Земля святого Николая - стр. 11
– Граф Будрейский, Арсений Дмитриевич – ваш покорный слуга, – верзила выгнул брови буквой S.
– Это – вы?..
Евдокия не смогла больше сказать ни слова. Слёзы начали душить и выкатились по щекам. Новый хозяин дедушкиного имения – раскольник? Язычник-старовер – или того хуже?..
– Что там случилось? – послышался сзади другой голос. Приятный, молодой – и слишком мягкий для чужого человека.

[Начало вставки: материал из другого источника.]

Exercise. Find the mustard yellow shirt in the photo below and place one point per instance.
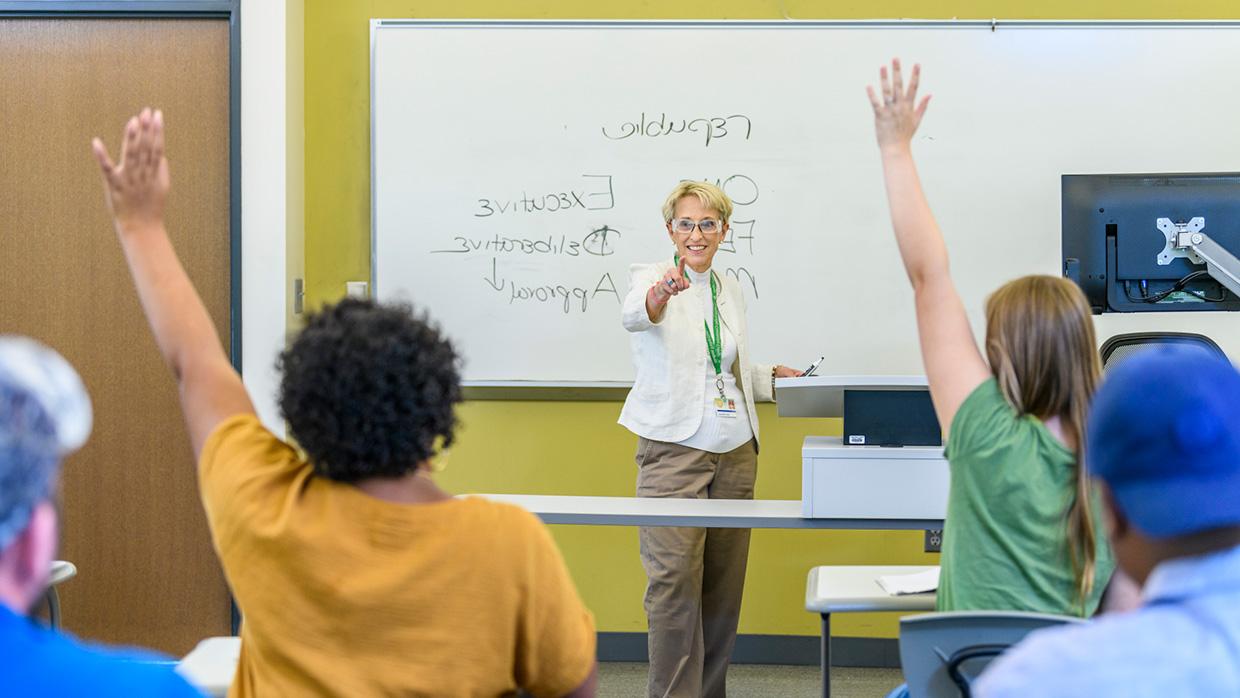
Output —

Из-за могучей спины показался стройный молодой человек среднего роста в белой рубашке с дутыми рукавами и сером жилете. С короткими тёмно-каштановыми волосами, по моде начёсанными на висках. Лицо – худое. Нос римский с узкими ноздрями. Дымчатый шейный платок с узелком, без булавки, трижды обвивал его длинную шею под накрахмаленным воротником.
Верзила поклонился:
– Арсений Дмитрич, простите… Господь с вами – пошутил я! Вот он – перед вами, граф настоящий…
– Что вам угодно? – обратился к Евдокии настоящий граф, по-балтийски сужая «о», и близоруко прищурил блестящие серые глаза.
Она вытянула уголки губ в вежливую улыбку. И подняла голову:
– Я княжна Евдокия Фёдоровна Превернинская – внучка бывшего хозяина имения…
– Что ж вы, Степан Никитич, княжну обидели? – граф повернулся к бородатому.
Наглые лисьи глаза взглянули на неё:
– Вы меня простите. Я сам барышню в вас не признал. Гляжу: платье простое, платочек ситцевый, косицы. И ни к чему, что крест и серьги золотые…
– Вы не обидели меня. Но я хотела…
– Степан Никитич. Вы не нужны, – тихо сказал граф.
Бородатый вышел в сени. У порога оглянулся на Евдокию через плечо.
– Я хотела просить вас… Не снимайте портрет дедушки со стены в гостиной.
Её болотно-карие глаза заблестели. Подушечки длинных пальцев придавили слезинку на щеке, как комара.
– Я обещаю вам, – сказал Будрейский.
– Благодарю. Прощайте.
***
В четыре часа семья собралась за обедом. Горничные раскладывали по тарелкам цыплёнка и разливали морс. Все молчали, будто не о чем было говорить. Владимир постукивал стаканом по столу.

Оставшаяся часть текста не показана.